5. Include internal links to other services
When searching the internet, you could really end up anywhere (let’s keep it clean!). So you could end up with a property owner who’s reading your article on how to sell a property, although they’re not looking to sell their property at all.
Be sure to link to other add on products in your article where possible.
Sticking to this example, linking to your insurance or mortgages landing pages (if you offer those) is a good way to cater for the different needs of your target market.
6. Follow that reader
Most of your reader won’t leave their details or sign up to your services. You’d have done a good job even if they read your entire post.
That doesn’t mean you can’t follow up that lead.
Hopefully your techies have set up tracking on your site. This enables you to then retarget readers who leave your site.
On Google ads for example, you can set up your marketing in a way that when your former readers visit other sites or access their email, they see your ad.
Below is our retargeting ad. The ad is shown to people who visit our site on future sites they visit.
As the reader would have used your site already, they’d recognise your brand and therefore far more reciprocal to your ad. As a result they’re more likely to sign up to your services.
You can even set your Google ads up in way that you only pay for conversions (not clicks). So you only pay Google when you get paid customers.
The above may sound difficult and complex, but any marketing team who know half or what they’re meant to can set this up without any issues.
7. Use a hello bar
Notice the bar that’s on this blog asking if you want leads for your estate agency?
Both CTA buttons & anchor texts won’t always be on the potential leads screen, as they scroll up and down your blog.
But if you use a hello bar, the CTA button stays on screen wherever the reader goes.
Of course these hello bars are irritating and can ruin the aesthetic look of the blog post.
But constantly showing the message on screen, increases the chances of sellers & landlords starting your lead generation process.
8. Create a feeling of Reciprocity
We all feel obliged to people who have done something for us. You could state in your article, “I shouldn’t really be telling you this, but we’re always willing to negotiate fees as an agent…”

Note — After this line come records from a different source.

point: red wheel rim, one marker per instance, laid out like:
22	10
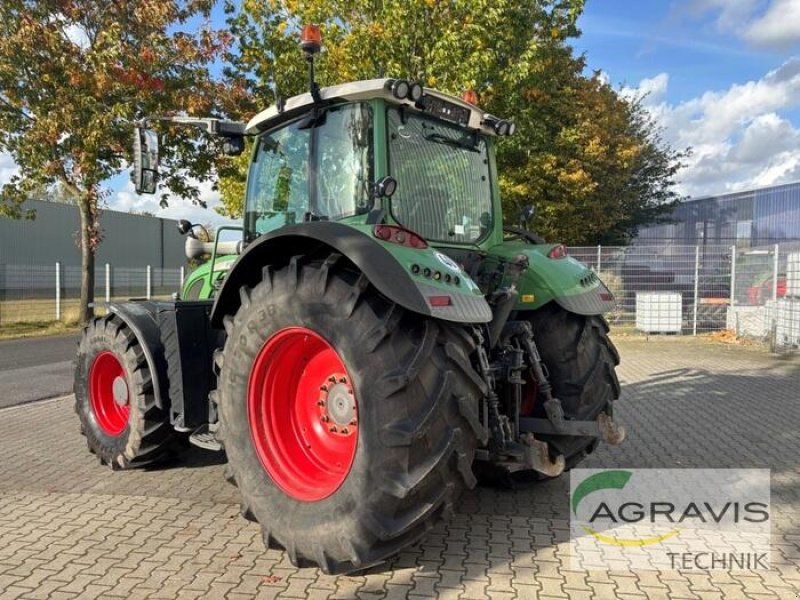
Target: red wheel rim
303	414
108	393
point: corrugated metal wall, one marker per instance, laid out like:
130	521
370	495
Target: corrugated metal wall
128	240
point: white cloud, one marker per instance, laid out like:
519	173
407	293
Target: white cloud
739	137
778	26
774	23
651	89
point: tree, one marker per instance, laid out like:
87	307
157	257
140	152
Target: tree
74	76
591	161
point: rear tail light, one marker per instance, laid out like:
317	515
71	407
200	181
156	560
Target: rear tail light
559	251
440	300
399	235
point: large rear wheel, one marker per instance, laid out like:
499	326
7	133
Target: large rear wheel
114	397
350	425
581	362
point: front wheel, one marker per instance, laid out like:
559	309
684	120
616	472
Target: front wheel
115	400
346	420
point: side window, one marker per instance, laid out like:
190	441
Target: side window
277	187
343	159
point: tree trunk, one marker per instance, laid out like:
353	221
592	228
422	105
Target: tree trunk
87	239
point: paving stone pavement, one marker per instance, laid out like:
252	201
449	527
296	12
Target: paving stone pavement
70	528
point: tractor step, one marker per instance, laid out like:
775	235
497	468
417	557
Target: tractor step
205	437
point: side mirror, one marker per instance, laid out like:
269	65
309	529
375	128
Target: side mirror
527	214
145	160
385	187
184	226
233	145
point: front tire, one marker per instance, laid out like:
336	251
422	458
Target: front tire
114	398
309	336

By giving these “insights” if makes the reader think you’re doing them a favour. As they owe you one now, they’ll be far more willing to part with their email & contact details
9. Create annoying pop ups
You can set pop ups to jump on the screen after a certain amount of time has elapsed or when the reader reaches a certain point on the blog post.
A pop up makes it convenient for a lead to give you their details. They don’t need to scroll or click anywhere and the fields they need to enter are right infront of them.

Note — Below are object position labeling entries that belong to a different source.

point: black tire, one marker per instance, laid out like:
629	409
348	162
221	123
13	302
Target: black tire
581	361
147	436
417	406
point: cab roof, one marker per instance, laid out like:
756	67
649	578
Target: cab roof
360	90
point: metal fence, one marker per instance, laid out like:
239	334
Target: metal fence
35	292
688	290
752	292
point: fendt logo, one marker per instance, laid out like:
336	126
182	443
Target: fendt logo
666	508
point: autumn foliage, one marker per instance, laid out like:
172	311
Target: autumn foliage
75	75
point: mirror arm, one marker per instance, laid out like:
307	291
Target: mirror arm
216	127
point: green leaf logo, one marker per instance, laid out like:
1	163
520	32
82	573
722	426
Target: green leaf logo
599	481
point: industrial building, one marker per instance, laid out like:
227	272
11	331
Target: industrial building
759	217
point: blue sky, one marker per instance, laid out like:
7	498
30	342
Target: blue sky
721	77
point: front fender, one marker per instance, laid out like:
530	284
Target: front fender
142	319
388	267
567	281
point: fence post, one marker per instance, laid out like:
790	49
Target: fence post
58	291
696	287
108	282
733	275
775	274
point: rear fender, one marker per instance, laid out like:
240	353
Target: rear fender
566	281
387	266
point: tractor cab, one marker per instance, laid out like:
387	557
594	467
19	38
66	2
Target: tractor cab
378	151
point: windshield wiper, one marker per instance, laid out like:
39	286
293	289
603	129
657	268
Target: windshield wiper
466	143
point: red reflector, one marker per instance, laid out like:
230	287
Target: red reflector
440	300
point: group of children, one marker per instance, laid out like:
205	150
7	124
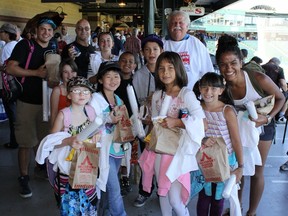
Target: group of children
76	102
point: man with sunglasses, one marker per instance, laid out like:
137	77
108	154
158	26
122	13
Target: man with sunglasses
29	126
80	49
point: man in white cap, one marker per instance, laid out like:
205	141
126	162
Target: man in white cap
194	54
29	127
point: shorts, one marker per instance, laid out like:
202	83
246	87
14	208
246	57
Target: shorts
269	132
29	126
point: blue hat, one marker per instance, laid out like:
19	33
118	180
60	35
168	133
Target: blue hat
79	81
152	38
106	66
47	21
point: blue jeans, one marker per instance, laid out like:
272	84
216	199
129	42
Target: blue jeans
112	199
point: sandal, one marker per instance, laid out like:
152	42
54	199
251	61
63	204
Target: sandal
10	146
226	212
284	167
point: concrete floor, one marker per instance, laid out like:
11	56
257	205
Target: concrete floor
273	203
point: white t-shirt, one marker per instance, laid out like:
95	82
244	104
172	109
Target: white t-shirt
195	57
5	54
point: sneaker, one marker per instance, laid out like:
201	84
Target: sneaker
41	172
281	120
140	201
25	190
284	167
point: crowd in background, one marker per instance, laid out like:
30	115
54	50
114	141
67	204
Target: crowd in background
156	67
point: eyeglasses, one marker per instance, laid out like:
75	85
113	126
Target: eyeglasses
78	91
83	29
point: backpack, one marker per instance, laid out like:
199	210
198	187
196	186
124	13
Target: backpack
12	87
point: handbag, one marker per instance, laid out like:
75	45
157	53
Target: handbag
213	161
123	130
164	140
12	87
84	167
265	105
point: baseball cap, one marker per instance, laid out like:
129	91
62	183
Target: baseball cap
275	60
46	21
105	66
8	27
79	81
152	38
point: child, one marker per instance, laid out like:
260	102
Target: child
173	171
106	102
72	120
144	85
58	99
222	122
127	64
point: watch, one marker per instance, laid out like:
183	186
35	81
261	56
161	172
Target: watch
269	119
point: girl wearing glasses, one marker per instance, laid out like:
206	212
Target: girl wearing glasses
73	120
58	99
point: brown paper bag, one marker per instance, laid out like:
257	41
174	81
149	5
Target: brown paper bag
213	161
123	130
52	62
265	105
164	140
84	167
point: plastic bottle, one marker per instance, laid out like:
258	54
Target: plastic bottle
251	109
228	186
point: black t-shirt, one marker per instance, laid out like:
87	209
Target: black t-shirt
32	87
274	72
83	60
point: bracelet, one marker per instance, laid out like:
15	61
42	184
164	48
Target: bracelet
203	140
240	166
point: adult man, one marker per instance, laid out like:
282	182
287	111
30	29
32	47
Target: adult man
80	49
133	44
29	127
118	45
194	54
8	33
254	65
65	36
276	73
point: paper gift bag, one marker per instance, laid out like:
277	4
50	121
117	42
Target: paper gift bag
213	161
52	62
84	167
123	130
164	140
265	105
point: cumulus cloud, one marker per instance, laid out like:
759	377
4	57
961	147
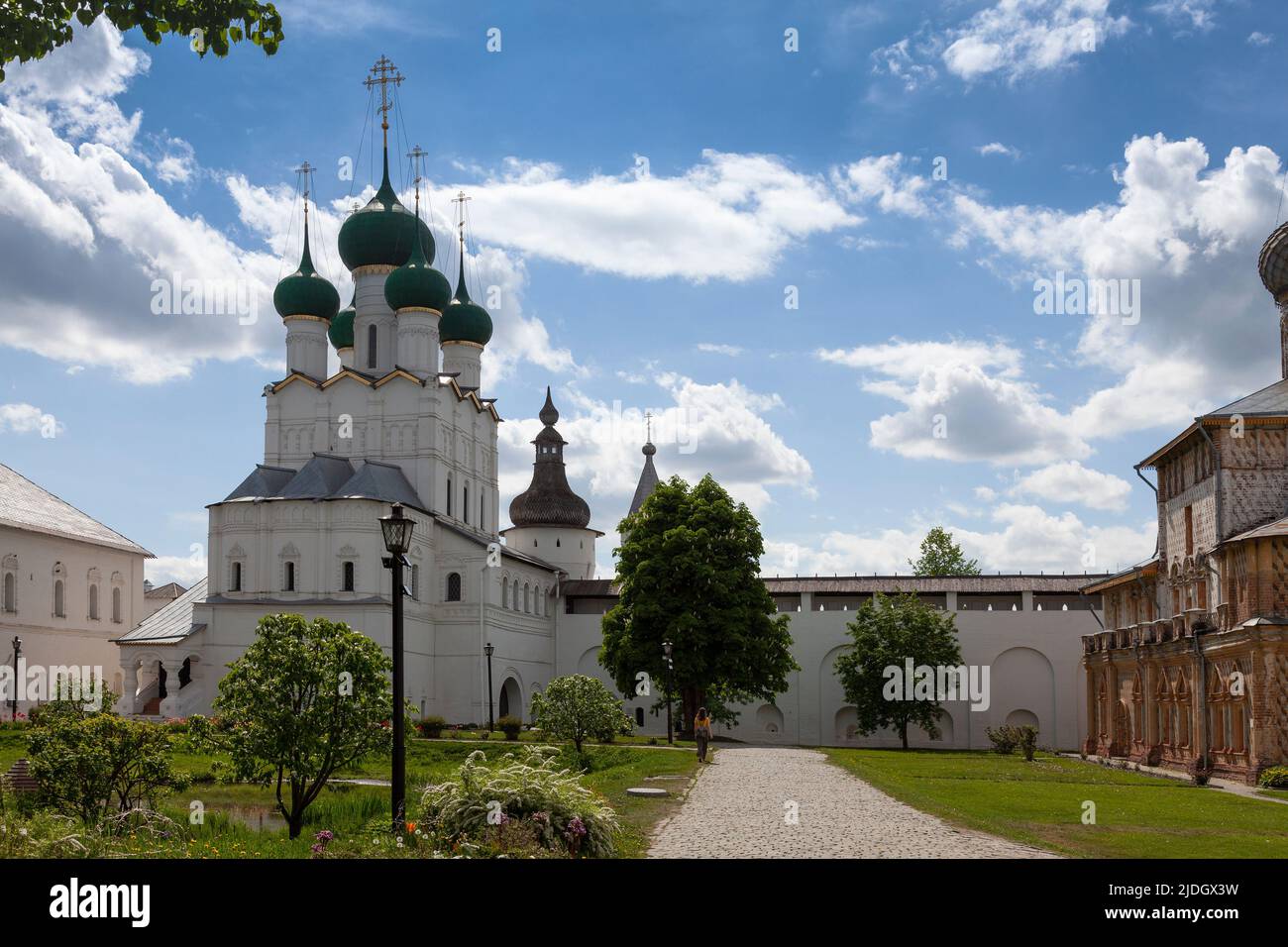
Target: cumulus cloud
1072	482
1012	39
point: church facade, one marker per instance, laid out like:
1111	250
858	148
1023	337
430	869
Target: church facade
1192	668
404	420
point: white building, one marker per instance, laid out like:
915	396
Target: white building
68	585
404	420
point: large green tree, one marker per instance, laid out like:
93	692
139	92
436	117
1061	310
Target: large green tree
579	707
941	557
30	29
688	573
888	633
303	701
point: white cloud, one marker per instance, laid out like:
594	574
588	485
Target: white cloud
1072	482
887	180
999	149
21	418
726	218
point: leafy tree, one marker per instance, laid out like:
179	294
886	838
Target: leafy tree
579	707
305	699
89	763
30	29
887	633
690	573
941	557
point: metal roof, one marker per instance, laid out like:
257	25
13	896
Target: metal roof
29	506
168	624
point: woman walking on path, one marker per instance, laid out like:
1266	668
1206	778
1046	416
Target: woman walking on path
702	733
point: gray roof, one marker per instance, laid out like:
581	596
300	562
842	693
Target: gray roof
866	585
168	624
648	479
27	506
330	476
1271	399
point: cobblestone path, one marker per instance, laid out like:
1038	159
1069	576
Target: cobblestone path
741	806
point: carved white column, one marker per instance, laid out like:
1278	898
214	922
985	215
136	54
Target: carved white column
129	685
170	705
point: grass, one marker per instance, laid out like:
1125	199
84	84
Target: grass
1042	804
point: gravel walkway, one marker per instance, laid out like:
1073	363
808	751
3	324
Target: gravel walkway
739	808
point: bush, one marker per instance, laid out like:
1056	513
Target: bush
432	727
555	809
1274	777
510	725
1004	738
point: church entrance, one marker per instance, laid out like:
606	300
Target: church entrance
511	701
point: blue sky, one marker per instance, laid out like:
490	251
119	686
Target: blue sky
1094	138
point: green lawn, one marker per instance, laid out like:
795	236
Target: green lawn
1041	802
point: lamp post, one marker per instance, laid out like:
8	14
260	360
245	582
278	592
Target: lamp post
488	650
13	701
397	532
670	665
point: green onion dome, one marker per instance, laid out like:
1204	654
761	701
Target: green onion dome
305	291
382	232
463	320
417	285
342	326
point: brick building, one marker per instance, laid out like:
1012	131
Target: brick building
1193	660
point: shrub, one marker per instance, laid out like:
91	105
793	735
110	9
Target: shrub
510	725
563	815
1004	738
579	707
1028	741
1274	777
432	727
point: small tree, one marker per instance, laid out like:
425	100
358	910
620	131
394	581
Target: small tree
89	763
579	707
941	557
305	699
887	633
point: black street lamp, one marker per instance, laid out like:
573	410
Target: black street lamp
13	702
670	667
397	532
488	650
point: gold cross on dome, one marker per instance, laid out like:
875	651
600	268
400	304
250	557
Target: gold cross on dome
384	73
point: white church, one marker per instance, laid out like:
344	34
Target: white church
404	420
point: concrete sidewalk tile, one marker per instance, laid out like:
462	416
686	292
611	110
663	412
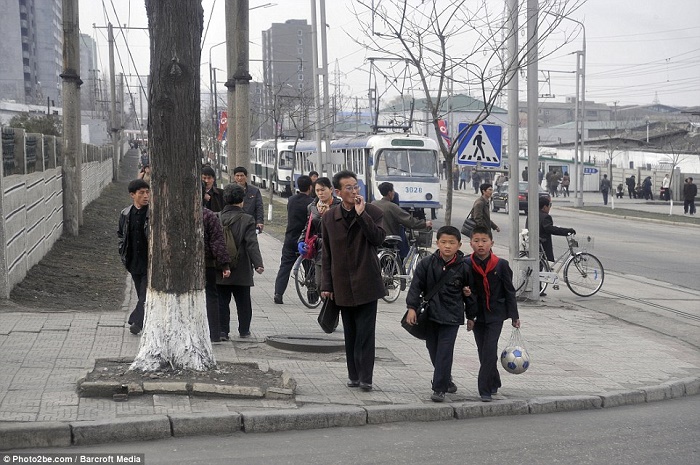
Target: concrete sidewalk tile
306	418
34	435
120	430
198	424
377	414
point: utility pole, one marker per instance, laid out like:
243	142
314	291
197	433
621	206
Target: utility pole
72	160
113	108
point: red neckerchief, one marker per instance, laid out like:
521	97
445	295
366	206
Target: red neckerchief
490	266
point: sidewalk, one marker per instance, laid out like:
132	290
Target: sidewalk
580	359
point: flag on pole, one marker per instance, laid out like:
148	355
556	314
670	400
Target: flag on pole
223	125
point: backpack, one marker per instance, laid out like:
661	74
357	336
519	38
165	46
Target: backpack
231	244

You can even create clever pop ups that jump out when the reader moves their cursor to the close screen button. This last ditch attempt to secure the lead needs to be something powerful. A discount or special offer are always good options. The reader is attempting to leave the site, so go all out.
10. Show off
If you’ve got a big social media presence, it builds credibility (weird considering how fake social media is… but that’s a rant for another day).
By showing how many people follow you, have provided testimonials or are subscribed to you, it builds an impression of authority. Again, creating a far better platform to capture the lead.

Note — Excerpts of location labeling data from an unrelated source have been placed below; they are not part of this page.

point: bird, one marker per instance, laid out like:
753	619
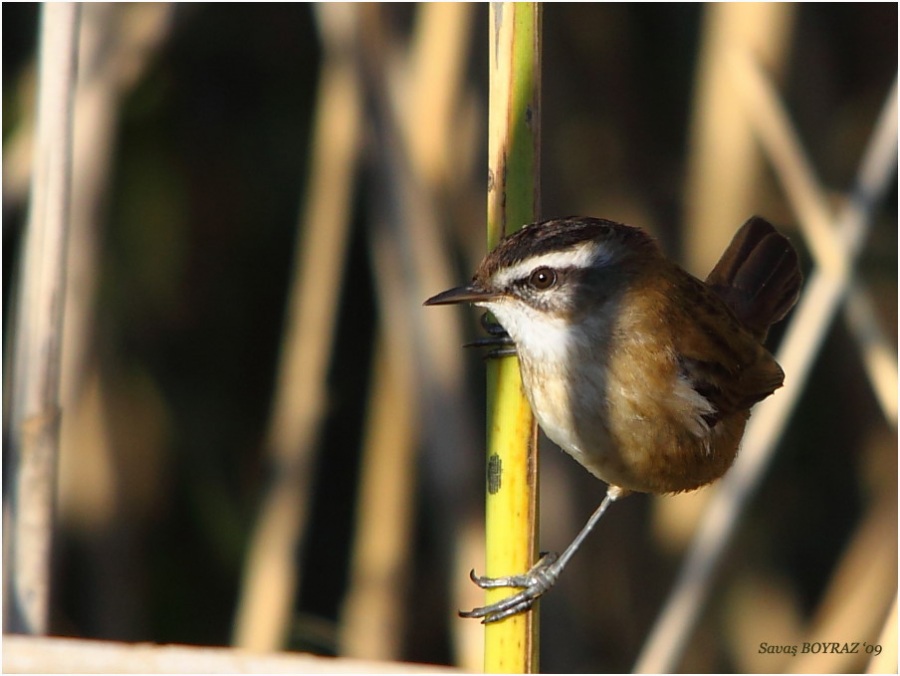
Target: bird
641	372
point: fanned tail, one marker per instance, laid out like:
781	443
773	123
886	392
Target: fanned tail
758	276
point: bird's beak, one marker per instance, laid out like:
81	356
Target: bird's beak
462	294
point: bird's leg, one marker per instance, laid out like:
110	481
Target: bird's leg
500	342
542	576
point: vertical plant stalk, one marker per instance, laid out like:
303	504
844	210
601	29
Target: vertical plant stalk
271	574
513	197
35	410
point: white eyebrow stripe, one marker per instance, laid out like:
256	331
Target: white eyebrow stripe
581	256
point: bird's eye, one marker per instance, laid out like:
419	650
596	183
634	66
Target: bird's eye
542	278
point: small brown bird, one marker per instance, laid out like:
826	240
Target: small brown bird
641	372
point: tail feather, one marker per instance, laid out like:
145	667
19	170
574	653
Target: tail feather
758	276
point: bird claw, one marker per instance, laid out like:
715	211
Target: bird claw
534	584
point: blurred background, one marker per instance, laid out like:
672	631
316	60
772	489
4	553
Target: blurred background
268	442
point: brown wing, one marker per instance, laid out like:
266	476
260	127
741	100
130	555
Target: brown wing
722	361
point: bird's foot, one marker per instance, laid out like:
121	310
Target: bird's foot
534	584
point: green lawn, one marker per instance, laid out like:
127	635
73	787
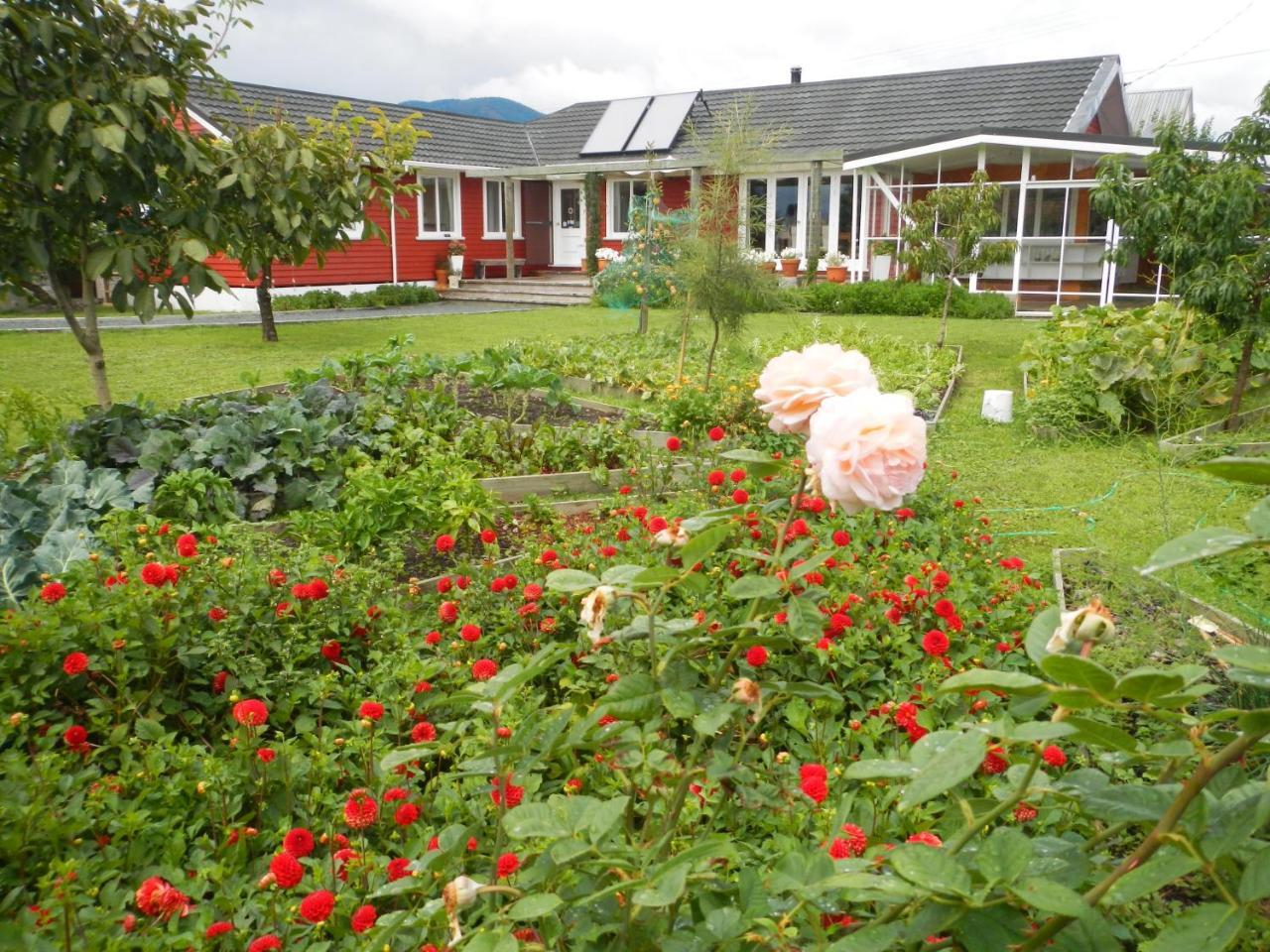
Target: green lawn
1119	498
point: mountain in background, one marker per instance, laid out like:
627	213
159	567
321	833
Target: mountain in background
481	107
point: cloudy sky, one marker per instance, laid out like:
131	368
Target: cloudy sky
550	53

We inherently trust an authority figure like a teacher, police officer, or doctor. So make yourself an authority in your industry or niche with frequent guest posts on authority sites, speaking at conferences and other events, engaging on social media, answering questions on sites like Quora, displaying your formal credentials and relevant training or experience, and more.
11. Be likeable
We’re always more trusting to sign up from someone we find agreeable and likable. Be friendly, positive, approachable, helpful, entertaining, relatable, and engaging in all your posts.
Estate agents get a rough ride unfortunately (not quite sure why, we find you all amazing). So showing off your locality, knowledge and willingness to go that extra mile in your blog posts for sure will boost your lead numbers).